Geo-Spatial Indexes
ArangoDB features a Google S2-based geospatial index since version 3.4.0, which supersedes the previous geo index implementation. Indexing is supported for a subset of the GeoJSON geometry types as well as simple latitude/longitude pairs.
AQL’s geospatial functions and GeoJSON constructors are described in Geo functions.
You can also perform geospatial searches with ArangoSearch.
Using a Geo-Spatial Index
The geospatial index supports distance, containment, and intersection
queries for various geometric 2D shapes. You should mainly be using AQL queries
to perform these types of operations. The index can operate in two different
modes, depending on if you want to use the GeoJSON data-format or not. The modes
are mainly toggled by using the geoJson
field when creating the index.
This index assumes coordinates with the latitude between -90 and 90 degrees and the longitude between -180 and 180 degrees. A geo index will ignore all documents which do not fulfill these requirements.
GeoJSON Mode
To create an index in GeoJSON mode execute:
collection.ensureIndex({ type: "geo", fields: [ "geometry" ], geoJson:true })
This creates the index on all documents and uses geometry as the attributed field where the value is either a Geometry Object or a coordinate array. The array must contain at least two numeric values with longitude (first value) and latitude (second value). This corresponds to the format described in RFC 7946 Position.
All documents, that do not have the attribute path or have a non-conforming value in it, are excluded from the index.
A geo index is implicitly sparse, and there is no way to control its sparsity. In case that the index was successfully created, an object with the index details, including the index-identifier, is returned.
See GeoJSON Interpretation for technical details on how ArangoDB interprets GeoJSON objects. In short: the syntax of GeoJSON is used, but polygon boundaries and lines between points are interpreted as geodesics (pieces of great circles on Earth).
Non-GeoJSON mode
This index mode exclusively supports indexing on coordinate arrays. Values that contain GeoJSON or other types of data will be ignored. In the non-GeoJSON mode the index can be created on one or two fields.
The following examples will work in the arangosh command shell.
To create a geo-spatial index on all documents using latitude and longitude as separate attribute paths, two paths need to be specified in the fields array:
collection.ensureIndex({ type: "geo", fields: [ "latitude", "longitude" ] })
The first field is always defined to be the latitude and the second is the
longitude.

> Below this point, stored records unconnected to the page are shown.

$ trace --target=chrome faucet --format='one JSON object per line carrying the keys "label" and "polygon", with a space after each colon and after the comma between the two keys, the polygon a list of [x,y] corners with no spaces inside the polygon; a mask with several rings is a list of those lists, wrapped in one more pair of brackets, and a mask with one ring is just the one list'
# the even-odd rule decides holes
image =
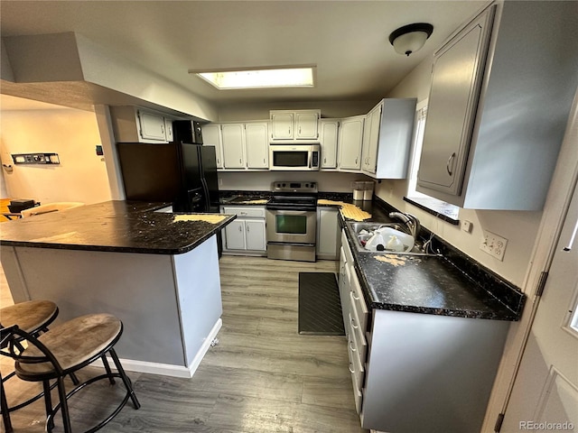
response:
{"label": "chrome faucet", "polygon": [[422,228],[422,226],[419,223],[419,219],[417,219],[417,216],[412,214],[405,213],[405,212],[390,212],[389,217],[400,219],[406,226],[407,226],[407,228],[409,228],[409,231],[412,236],[414,236],[414,239],[417,241],[417,236],[419,236],[419,231]]}

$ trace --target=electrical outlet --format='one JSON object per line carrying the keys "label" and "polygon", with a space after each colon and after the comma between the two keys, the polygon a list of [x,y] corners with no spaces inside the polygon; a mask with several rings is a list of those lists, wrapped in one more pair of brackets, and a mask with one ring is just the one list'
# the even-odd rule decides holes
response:
{"label": "electrical outlet", "polygon": [[464,232],[471,233],[471,221],[468,221],[467,219],[461,221],[461,230],[463,230]]}
{"label": "electrical outlet", "polygon": [[508,239],[499,236],[495,233],[484,230],[484,237],[480,244],[480,249],[498,260],[504,260],[504,253],[508,245]]}

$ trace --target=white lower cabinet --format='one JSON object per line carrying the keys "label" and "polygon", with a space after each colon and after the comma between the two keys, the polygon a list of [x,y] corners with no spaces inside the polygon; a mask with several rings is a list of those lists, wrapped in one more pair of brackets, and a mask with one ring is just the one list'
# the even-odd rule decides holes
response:
{"label": "white lower cabinet", "polygon": [[265,207],[221,207],[221,212],[237,215],[237,219],[225,227],[223,253],[265,255]]}
{"label": "white lower cabinet", "polygon": [[368,309],[345,230],[339,288],[361,427],[480,431],[509,322]]}
{"label": "white lower cabinet", "polygon": [[338,260],[340,229],[339,210],[335,207],[317,207],[317,245],[318,259]]}

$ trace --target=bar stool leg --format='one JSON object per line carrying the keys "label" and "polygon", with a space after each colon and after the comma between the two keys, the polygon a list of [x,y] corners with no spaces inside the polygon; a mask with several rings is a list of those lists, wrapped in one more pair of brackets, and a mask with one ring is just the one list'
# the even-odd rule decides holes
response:
{"label": "bar stool leg", "polygon": [[110,370],[110,365],[108,365],[107,354],[104,354],[102,356],[100,356],[100,358],[102,359],[102,364],[104,364],[105,365],[105,370],[107,370],[107,374],[108,374],[108,382],[110,382],[111,385],[114,385],[117,382],[115,382],[115,378],[112,377],[112,371]]}
{"label": "bar stool leg", "polygon": [[62,427],[64,433],[72,433],[70,427],[70,415],[69,413],[69,404],[66,401],[66,389],[64,388],[64,378],[58,378],[58,395],[61,400],[61,411],[62,412]]}
{"label": "bar stool leg", "polygon": [[130,399],[133,401],[133,405],[135,406],[135,409],[139,409],[141,407],[141,403],[139,403],[138,399],[136,398],[136,394],[135,393],[135,390],[133,390],[133,384],[131,383],[130,379],[128,378],[128,376],[126,376],[126,373],[125,373],[125,369],[123,368],[123,366],[120,364],[120,361],[118,360],[117,352],[115,352],[114,348],[111,348],[108,351],[108,353],[110,354],[112,360],[115,362],[117,370],[118,370],[118,373],[120,374],[120,377],[123,379],[123,382],[125,383],[125,386],[130,392]]}
{"label": "bar stool leg", "polygon": [[10,420],[10,411],[8,409],[8,402],[6,401],[6,394],[4,391],[4,382],[2,376],[0,376],[0,409],[2,410],[2,420],[4,422],[4,428],[6,433],[12,433],[14,428],[12,428],[12,421]]}
{"label": "bar stool leg", "polygon": [[51,382],[49,381],[42,381],[42,389],[44,390],[44,409],[46,410],[46,419],[49,419],[49,423],[46,426],[48,431],[51,431],[54,428],[54,419],[49,418],[52,411],[52,396],[51,395]]}

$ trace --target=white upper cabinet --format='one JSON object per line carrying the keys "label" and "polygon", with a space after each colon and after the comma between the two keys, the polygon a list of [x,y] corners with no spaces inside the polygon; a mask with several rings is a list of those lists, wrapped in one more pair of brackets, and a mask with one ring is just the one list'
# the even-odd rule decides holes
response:
{"label": "white upper cabinet", "polygon": [[217,148],[217,167],[224,170],[269,169],[269,125],[266,121],[209,124],[203,143]]}
{"label": "white upper cabinet", "polygon": [[243,124],[221,124],[223,140],[223,167],[225,169],[244,169],[245,125]]}
{"label": "white upper cabinet", "polygon": [[269,168],[269,134],[266,122],[245,124],[247,168]]}
{"label": "white upper cabinet", "polygon": [[215,146],[217,168],[223,169],[223,141],[219,124],[207,124],[201,126],[203,145]]}
{"label": "white upper cabinet", "polygon": [[362,171],[377,179],[405,179],[412,145],[415,98],[382,99],[367,115]]}
{"label": "white upper cabinet", "polygon": [[576,28],[575,2],[499,2],[436,52],[418,191],[466,208],[544,207],[578,86]]}
{"label": "white upper cabinet", "polygon": [[321,110],[272,110],[271,140],[319,140],[318,123]]}
{"label": "white upper cabinet", "polygon": [[359,171],[365,115],[341,120],[339,134],[339,169],[342,171]]}
{"label": "white upper cabinet", "polygon": [[295,112],[295,140],[317,140],[320,112]]}
{"label": "white upper cabinet", "polygon": [[319,138],[322,148],[321,168],[337,168],[337,140],[340,121],[337,119],[321,119],[319,121]]}
{"label": "white upper cabinet", "polygon": [[294,114],[290,112],[271,112],[271,138],[273,140],[292,140],[293,118]]}
{"label": "white upper cabinet", "polygon": [[110,117],[117,143],[172,141],[172,118],[163,113],[132,106],[113,106]]}
{"label": "white upper cabinet", "polygon": [[172,142],[174,135],[172,134],[172,119],[164,118],[164,137],[167,142]]}
{"label": "white upper cabinet", "polygon": [[166,141],[164,117],[163,115],[138,110],[141,136],[145,140]]}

The geoJson
flag is implicitly false in this mode.
Alternatively you can specify only one field:
collection.ensureIndex({ type: "geo", fields: [ "location" ], geoJson:false })
It creates a geospatial index on all documents using location as the path to the coordinates. The value of the attribute has to be an array with at least two numeric values. The array must contain the latitude (first value) and the longitude (second value).
All documents, which do not have the attribute path(s) or have a non-conforming value in it, are excluded from the index.
A geo index is implicitly sparse, and there is no way to control its sparsity. In case that the index was successfully created, an object with the index details, including the index-identifier, is returned.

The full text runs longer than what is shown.